Eine der wenigen, die über ihre Arbeit sprechen, ist „Oma Nina“. Alle nennen sie so. Die 60-jährige Krankenschwester sieht älter aus als sie ist. Gerne spricht sie nicht über die Arbeit, aber sie kann nicht anders, tut das meistens unter Tränen. „Sind die Soldaten einmal verletzt, fühlt sich niemand mehr für sie verantwortlich. Wenn überhaupt ein Staatsvertreter kommt, dann nur in Begleitung einer Kamera.“

Wenn die vielen Freiwilligen nicht wären, wäre es um die verletzten Soldaten sehr schlecht bestellt. „Ich bin in Dnepropetrowsk geboren und hier groß geworden. Ich habe meine Stadt immer geliebt. Aber nun bin ich richtig stolz auf sie. Unsere Leute sind einfach klasse“, sagt sie und zeigt auf das, was die vielen Freiwilligen gebracht hatten. „Am wichtigsten sind die Medikamente.“ Doch nicht nur Medikamente haben die Freiwilligen vorbeigebracht. Auch Kleidung, Schuhe, Lebensmittel, Zigaretten, Bücher.

„Tag der Ruhe“ im Osten

Mit einer eintägigen Feuerpause im Osten des Landes unternahm die Ukraine am Dienstag einen weiteren Anlauf, die im September ausgehandelte, aber täglich verletzte Waffenruhe zu erneuern. Russland schlug versöhnliche Töne an und erklärte, man könne die Rückkehr separatistischer Gebiete in die Ukraine unterstützen. Am Freitag sollen in Minsk erneut Friedensverhandlungen stattfinden. Das ukrainische Militär teilte mit, die Kampfhandlungen gegen die Separatisten seien eingestellt worden. Die Führer der Separatisten erklärten, sie hätten den Bedingungen des „Tages der Ruhe“ zugestimmt. (ap)

Splitterwunden am ganzen Körper

Dima ist 29 Jahre alt. Er kann inzwischen wieder gehen. Mehrmals täglich steht er vor dem Haupteingang des Krankenhauses, mit einer Zigarette in der Hand. Einfach ist es nicht. Eine Hand ist immer noch in einen Verband gewickelt. Und wenn starker Wind bläst, schafft er es nicht, seine Zigarette mit dem Feuerzeug anzuzünden. Das, sagt er lächelnd, sei derzeit aber sein einziges Problem.
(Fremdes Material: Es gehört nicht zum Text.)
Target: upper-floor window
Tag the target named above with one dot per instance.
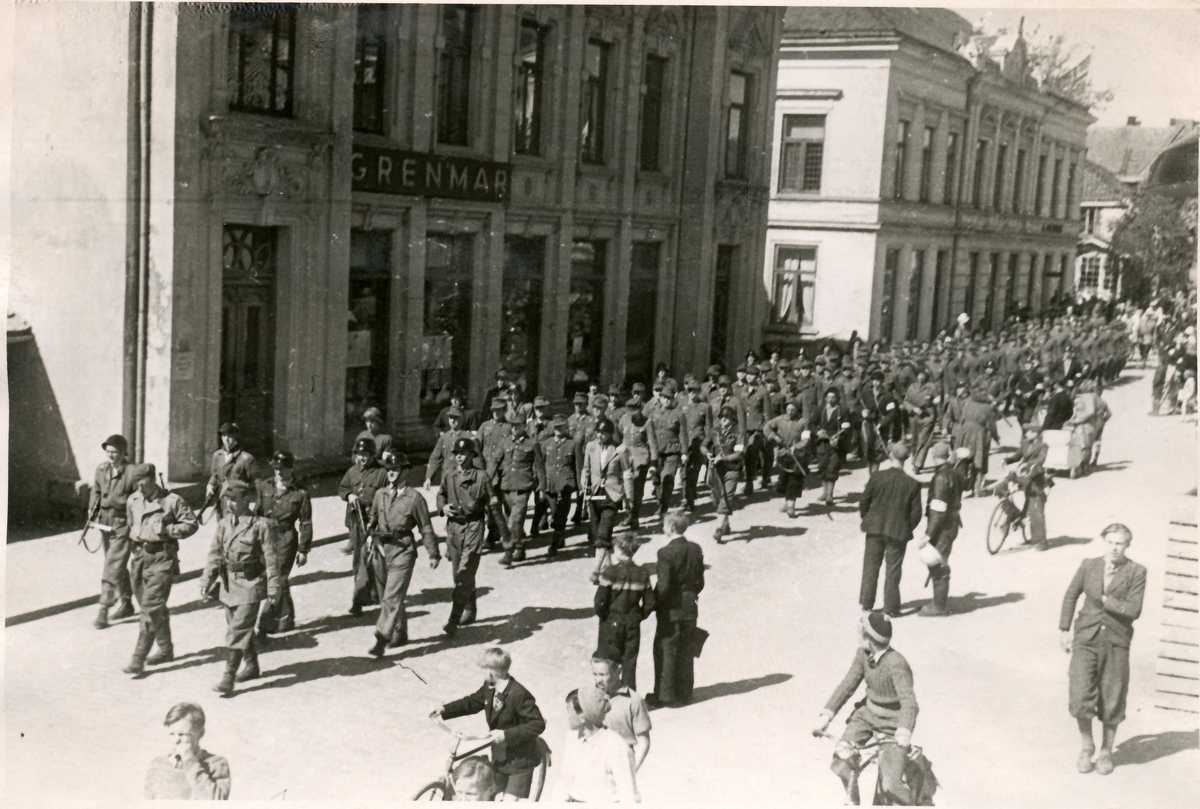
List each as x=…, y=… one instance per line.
x=262, y=42
x=370, y=54
x=454, y=75
x=802, y=153
x=595, y=100
x=901, y=161
x=527, y=111
x=927, y=165
x=952, y=165
x=737, y=125
x=652, y=114
x=1018, y=181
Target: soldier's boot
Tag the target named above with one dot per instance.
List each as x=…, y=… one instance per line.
x=233, y=659
x=124, y=609
x=250, y=665
x=937, y=607
x=137, y=664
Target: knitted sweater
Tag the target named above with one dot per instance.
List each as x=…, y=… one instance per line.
x=888, y=685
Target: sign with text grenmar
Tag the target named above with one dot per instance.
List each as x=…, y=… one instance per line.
x=412, y=173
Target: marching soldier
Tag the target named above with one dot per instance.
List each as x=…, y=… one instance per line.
x=563, y=456
x=243, y=570
x=517, y=471
x=670, y=426
x=942, y=523
x=358, y=489
x=465, y=498
x=231, y=462
x=113, y=486
x=396, y=513
x=287, y=508
x=156, y=520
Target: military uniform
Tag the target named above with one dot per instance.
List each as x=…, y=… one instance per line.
x=155, y=529
x=395, y=514
x=361, y=481
x=468, y=493
x=288, y=511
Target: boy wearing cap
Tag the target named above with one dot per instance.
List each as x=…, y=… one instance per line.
x=889, y=707
x=287, y=508
x=373, y=419
x=517, y=471
x=563, y=457
x=112, y=489
x=513, y=717
x=396, y=513
x=231, y=462
x=466, y=498
x=942, y=523
x=243, y=570
x=1113, y=587
x=358, y=489
x=156, y=520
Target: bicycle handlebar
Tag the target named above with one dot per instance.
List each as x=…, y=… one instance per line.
x=441, y=723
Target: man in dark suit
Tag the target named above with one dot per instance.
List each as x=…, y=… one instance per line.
x=1113, y=587
x=891, y=509
x=681, y=577
x=514, y=718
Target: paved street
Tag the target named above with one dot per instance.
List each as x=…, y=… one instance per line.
x=329, y=723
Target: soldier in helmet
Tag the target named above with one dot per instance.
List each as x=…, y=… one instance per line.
x=231, y=462
x=114, y=484
x=243, y=570
x=465, y=498
x=287, y=508
x=157, y=520
x=391, y=550
x=358, y=489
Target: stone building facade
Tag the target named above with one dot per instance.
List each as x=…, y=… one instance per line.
x=918, y=173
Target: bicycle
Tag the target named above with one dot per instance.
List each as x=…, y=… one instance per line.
x=881, y=797
x=443, y=787
x=1008, y=515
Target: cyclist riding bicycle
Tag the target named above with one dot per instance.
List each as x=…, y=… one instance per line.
x=889, y=707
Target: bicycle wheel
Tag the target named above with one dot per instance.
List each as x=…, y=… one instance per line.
x=997, y=528
x=435, y=791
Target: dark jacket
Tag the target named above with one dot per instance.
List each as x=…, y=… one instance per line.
x=681, y=577
x=1104, y=618
x=891, y=504
x=519, y=718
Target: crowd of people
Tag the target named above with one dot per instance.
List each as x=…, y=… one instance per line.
x=774, y=425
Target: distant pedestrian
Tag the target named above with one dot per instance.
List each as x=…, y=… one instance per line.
x=187, y=772
x=513, y=717
x=891, y=510
x=112, y=487
x=624, y=598
x=243, y=570
x=628, y=713
x=157, y=520
x=681, y=579
x=1113, y=587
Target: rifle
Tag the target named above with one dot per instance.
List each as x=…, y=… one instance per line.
x=91, y=521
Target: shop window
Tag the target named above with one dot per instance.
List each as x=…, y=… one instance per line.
x=595, y=101
x=796, y=279
x=454, y=75
x=370, y=63
x=528, y=107
x=652, y=114
x=802, y=153
x=261, y=53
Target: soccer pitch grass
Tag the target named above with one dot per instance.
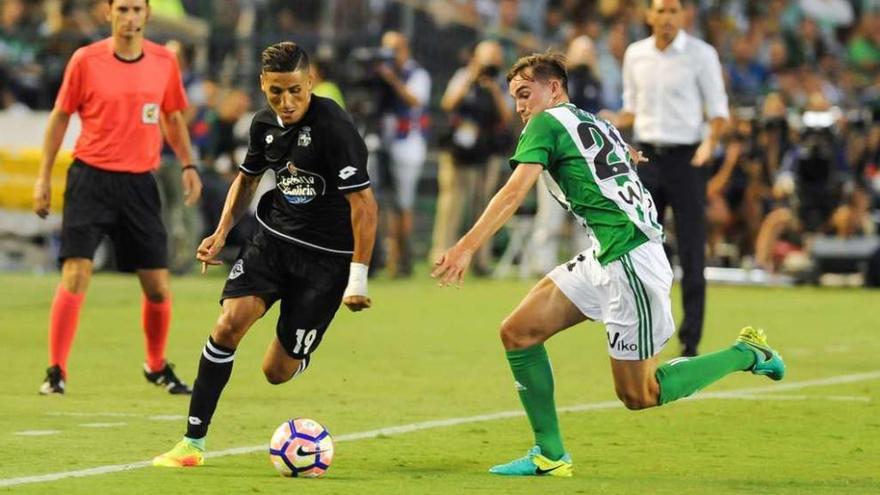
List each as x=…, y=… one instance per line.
x=423, y=355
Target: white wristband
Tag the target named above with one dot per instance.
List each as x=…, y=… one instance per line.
x=357, y=280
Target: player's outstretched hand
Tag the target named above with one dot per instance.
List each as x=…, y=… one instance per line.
x=357, y=303
x=192, y=186
x=636, y=155
x=451, y=266
x=209, y=248
x=42, y=198
x=703, y=153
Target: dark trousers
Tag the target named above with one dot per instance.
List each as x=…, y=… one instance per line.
x=673, y=181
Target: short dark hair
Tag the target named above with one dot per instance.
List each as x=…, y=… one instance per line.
x=542, y=67
x=286, y=56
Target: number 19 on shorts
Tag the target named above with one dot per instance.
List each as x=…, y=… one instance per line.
x=304, y=340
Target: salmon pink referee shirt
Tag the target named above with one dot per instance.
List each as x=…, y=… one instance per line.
x=119, y=103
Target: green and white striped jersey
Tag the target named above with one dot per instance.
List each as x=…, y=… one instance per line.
x=587, y=169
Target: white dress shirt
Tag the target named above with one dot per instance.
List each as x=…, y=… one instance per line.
x=670, y=91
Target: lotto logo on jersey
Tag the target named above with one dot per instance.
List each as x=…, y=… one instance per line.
x=299, y=186
x=237, y=270
x=305, y=137
x=150, y=113
x=347, y=172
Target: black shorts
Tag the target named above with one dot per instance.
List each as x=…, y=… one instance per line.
x=310, y=285
x=124, y=206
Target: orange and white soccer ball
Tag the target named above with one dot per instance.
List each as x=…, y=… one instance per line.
x=301, y=447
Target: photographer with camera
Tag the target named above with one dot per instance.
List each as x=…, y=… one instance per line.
x=406, y=88
x=468, y=166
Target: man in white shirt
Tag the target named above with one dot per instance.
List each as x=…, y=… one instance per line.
x=403, y=107
x=670, y=81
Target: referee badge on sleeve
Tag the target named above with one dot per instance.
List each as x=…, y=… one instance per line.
x=150, y=113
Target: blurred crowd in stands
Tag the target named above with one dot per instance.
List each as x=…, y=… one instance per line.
x=803, y=78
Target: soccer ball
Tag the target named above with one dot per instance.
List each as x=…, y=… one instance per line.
x=301, y=447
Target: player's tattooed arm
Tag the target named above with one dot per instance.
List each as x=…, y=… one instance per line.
x=364, y=217
x=241, y=193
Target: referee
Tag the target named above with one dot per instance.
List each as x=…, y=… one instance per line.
x=671, y=81
x=122, y=87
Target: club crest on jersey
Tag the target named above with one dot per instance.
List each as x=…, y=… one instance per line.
x=237, y=271
x=305, y=137
x=299, y=186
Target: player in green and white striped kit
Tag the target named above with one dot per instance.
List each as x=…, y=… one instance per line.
x=622, y=280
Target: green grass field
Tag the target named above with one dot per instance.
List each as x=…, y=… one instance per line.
x=423, y=354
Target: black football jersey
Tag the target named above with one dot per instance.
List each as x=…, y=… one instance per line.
x=317, y=161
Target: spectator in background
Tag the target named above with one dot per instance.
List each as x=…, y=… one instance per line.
x=817, y=165
x=556, y=27
x=510, y=32
x=610, y=65
x=404, y=123
x=863, y=49
x=806, y=46
x=478, y=116
x=747, y=78
x=181, y=223
x=221, y=161
x=19, y=47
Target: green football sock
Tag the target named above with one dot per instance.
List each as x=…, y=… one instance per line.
x=683, y=376
x=534, y=382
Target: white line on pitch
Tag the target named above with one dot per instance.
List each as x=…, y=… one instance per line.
x=439, y=423
x=766, y=397
x=153, y=417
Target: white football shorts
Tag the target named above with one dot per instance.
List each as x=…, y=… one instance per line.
x=630, y=296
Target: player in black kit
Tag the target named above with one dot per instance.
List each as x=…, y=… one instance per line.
x=311, y=252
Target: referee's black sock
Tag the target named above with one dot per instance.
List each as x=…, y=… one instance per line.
x=215, y=368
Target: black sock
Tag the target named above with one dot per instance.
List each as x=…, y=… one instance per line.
x=215, y=368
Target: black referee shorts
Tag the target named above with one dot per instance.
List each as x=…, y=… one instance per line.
x=124, y=206
x=309, y=284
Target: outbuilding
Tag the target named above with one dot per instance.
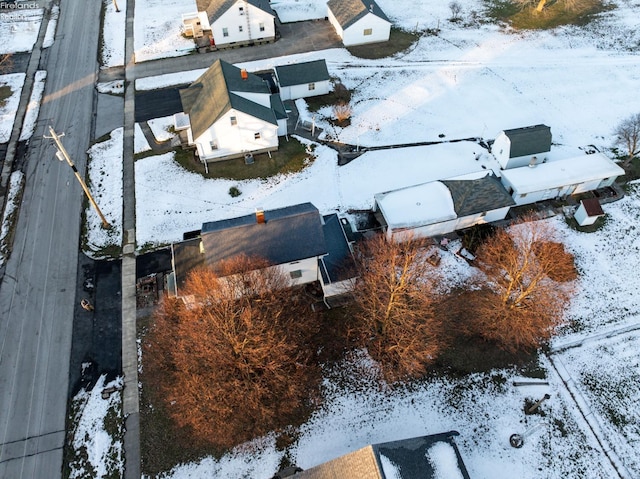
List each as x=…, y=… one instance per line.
x=441, y=207
x=358, y=21
x=561, y=178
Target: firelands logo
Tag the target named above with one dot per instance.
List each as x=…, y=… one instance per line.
x=18, y=6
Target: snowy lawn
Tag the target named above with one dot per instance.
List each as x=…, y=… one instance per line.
x=97, y=433
x=113, y=33
x=158, y=29
x=33, y=108
x=10, y=89
x=611, y=387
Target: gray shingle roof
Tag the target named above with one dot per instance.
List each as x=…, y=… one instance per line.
x=475, y=196
x=289, y=234
x=301, y=73
x=215, y=8
x=347, y=12
x=409, y=459
x=210, y=96
x=529, y=140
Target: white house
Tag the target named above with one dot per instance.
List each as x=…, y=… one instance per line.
x=522, y=146
x=358, y=21
x=296, y=239
x=588, y=212
x=301, y=80
x=557, y=179
x=441, y=207
x=231, y=113
x=238, y=22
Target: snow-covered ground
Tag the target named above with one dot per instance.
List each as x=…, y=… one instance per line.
x=8, y=108
x=33, y=108
x=158, y=29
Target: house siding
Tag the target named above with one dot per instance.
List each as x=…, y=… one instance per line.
x=236, y=139
x=232, y=20
x=354, y=34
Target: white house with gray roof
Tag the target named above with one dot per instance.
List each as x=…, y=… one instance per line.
x=305, y=245
x=231, y=113
x=237, y=22
x=302, y=80
x=441, y=207
x=358, y=21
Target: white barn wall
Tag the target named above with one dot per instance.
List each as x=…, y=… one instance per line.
x=236, y=139
x=354, y=34
x=232, y=20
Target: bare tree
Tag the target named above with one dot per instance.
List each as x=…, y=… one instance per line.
x=526, y=286
x=234, y=364
x=628, y=135
x=394, y=306
x=6, y=62
x=456, y=9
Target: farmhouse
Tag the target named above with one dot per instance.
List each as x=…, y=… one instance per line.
x=441, y=207
x=561, y=178
x=231, y=113
x=522, y=146
x=301, y=80
x=426, y=457
x=358, y=21
x=305, y=245
x=227, y=23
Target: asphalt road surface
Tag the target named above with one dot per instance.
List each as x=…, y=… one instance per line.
x=37, y=294
x=157, y=103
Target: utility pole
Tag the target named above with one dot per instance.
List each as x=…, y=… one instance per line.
x=62, y=154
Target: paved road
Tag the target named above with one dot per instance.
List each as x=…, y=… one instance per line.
x=37, y=294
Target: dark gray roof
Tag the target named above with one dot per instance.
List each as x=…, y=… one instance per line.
x=529, y=140
x=210, y=96
x=410, y=459
x=215, y=8
x=347, y=12
x=475, y=196
x=289, y=234
x=301, y=73
x=278, y=107
x=186, y=256
x=338, y=264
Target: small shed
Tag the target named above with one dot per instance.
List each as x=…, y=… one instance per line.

Mit 18 Jahren hatte man ihn einberufen. Nach dem Wehrdienst hatte er ein technisches Studium abgeleistet und anschließend in einer Werkstatt gearbeitet. Doch im Krieg habe er sich natürlich nicht drücken wollen, sei der Einberufung sofort nachgekommen. Nun liege er schon drei Wochen im Militärkrankenhaus, sein ganzer Körper ist von Splitterwunden übersät.

Zwar will er zurück an die Front. Dort seien seine Freunde und ein nicht zu Ende gebrachter Auftrag. Auf der anderen Seite stelle sich aber auch die Frage, warum er für einen Staat kämpfen solle, der seine eigenen Soldaten ihrem Schicksal überlasse. Glück hätten nur die verletzten Soldaten, die von der Presse oder einem Kamerateam besucht worden seien. Sofort nach Ausstrahlung der Sendung könnten diese sich vor Briefen und Paketen gar nicht mehr retten.

Wie es im Osten, wo gekämpft werde, weitergehen solle, sei absolut unklar, meint Dima. Man habe weder eine Strategie noch eine Taktik. Der Kampf erinnere an den Kampf mit einem Drachen, dessen Kopf sofort nachwachse, wenn man ihn abgeschlagen habe. „Das wird noch ewig so weitergehen.“ Und wer dort auf der anderen Seite nicht alles kämpfe: Tschetschenen, Burjaten, Russen mit Moskauer Akzent und natürlich Einheimische.

Solange es die Ukraine nicht schaffe, die Grenzen zu schließen, gehe dieser Krieg endlos weiter. „Und sie wollen die Grenzen gar nicht schließen. Sie reden nur davon. Ich glaube, denen kommt der Krieg ganz gut zupass. Und wir sind nichts als Kanonenfutter“, sagt Dima voller Bitterkeit und Resignation.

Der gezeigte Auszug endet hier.